Some amount of cognitive dissonance on the part of healthcare executives is to be expected, as pro-competition laws push back against the market power that may be gained through efforts to improve the efficiency of healthcare.
Even though healthcare executives “believe in their hearts of hearts that they will do the opposite, the antitrust laws expect that parties will exercise their economically rational power at some point,” says Mark Botti, a partner with Akin Gump Strauss Hauer and Feld in Washington and a former chief of litigation for the U.S. Justice Department's Antitrust Division, which regulates healthcare companies.
“If markets are well-defined and you know that you are going to have substantial market share after the transaction, and that market concentration is going to increase after the transaction, you can readily predict that you are going to draw some level of antitrust scrutiny,” Botti says.

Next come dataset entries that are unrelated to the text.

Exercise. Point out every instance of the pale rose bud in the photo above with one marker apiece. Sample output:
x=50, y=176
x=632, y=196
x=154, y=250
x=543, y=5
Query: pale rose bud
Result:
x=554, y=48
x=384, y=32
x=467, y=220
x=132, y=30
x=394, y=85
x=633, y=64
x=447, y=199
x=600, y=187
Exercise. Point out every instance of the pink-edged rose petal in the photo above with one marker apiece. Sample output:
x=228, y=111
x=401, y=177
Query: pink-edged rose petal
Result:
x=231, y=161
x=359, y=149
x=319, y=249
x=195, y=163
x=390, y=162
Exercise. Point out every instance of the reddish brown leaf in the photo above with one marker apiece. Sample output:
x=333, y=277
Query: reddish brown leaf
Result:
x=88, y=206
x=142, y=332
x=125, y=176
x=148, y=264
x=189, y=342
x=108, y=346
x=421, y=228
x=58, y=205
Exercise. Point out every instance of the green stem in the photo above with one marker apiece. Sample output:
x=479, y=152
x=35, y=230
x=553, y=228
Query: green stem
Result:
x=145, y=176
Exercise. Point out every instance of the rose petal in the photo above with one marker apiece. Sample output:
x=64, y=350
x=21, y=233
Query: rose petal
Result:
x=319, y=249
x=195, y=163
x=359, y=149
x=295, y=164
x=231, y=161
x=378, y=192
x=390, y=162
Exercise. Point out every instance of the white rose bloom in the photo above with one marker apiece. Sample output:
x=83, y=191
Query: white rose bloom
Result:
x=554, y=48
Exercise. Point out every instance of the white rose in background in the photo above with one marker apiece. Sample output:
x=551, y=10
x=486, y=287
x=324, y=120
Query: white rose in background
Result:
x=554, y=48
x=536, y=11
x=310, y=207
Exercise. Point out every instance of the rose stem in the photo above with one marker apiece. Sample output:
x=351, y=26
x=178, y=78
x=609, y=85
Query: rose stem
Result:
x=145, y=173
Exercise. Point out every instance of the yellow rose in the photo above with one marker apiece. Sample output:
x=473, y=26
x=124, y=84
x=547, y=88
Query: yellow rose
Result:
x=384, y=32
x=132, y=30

No less an authority than the U.S. Supreme Court is expected to rule this year on whether a public hospital in Albany, Ga., was granted legal immunity from antitrust scrutiny, enabling it to consolidate the city's only two hospitals under a single operator called Phoebe Putney Health System.
The hospitals say the $200 million transaction was legal, while the Federal Trade Commission accuses Phoebe officials of using public ownership to illegally shield a hospital monopoly from review. The high court heard oral arguments in November, but any decision is likely to deal with somewhat narrow questions that could affect publicly run hospitals and a legal principle known as “state-action immunity” from antitrust laws.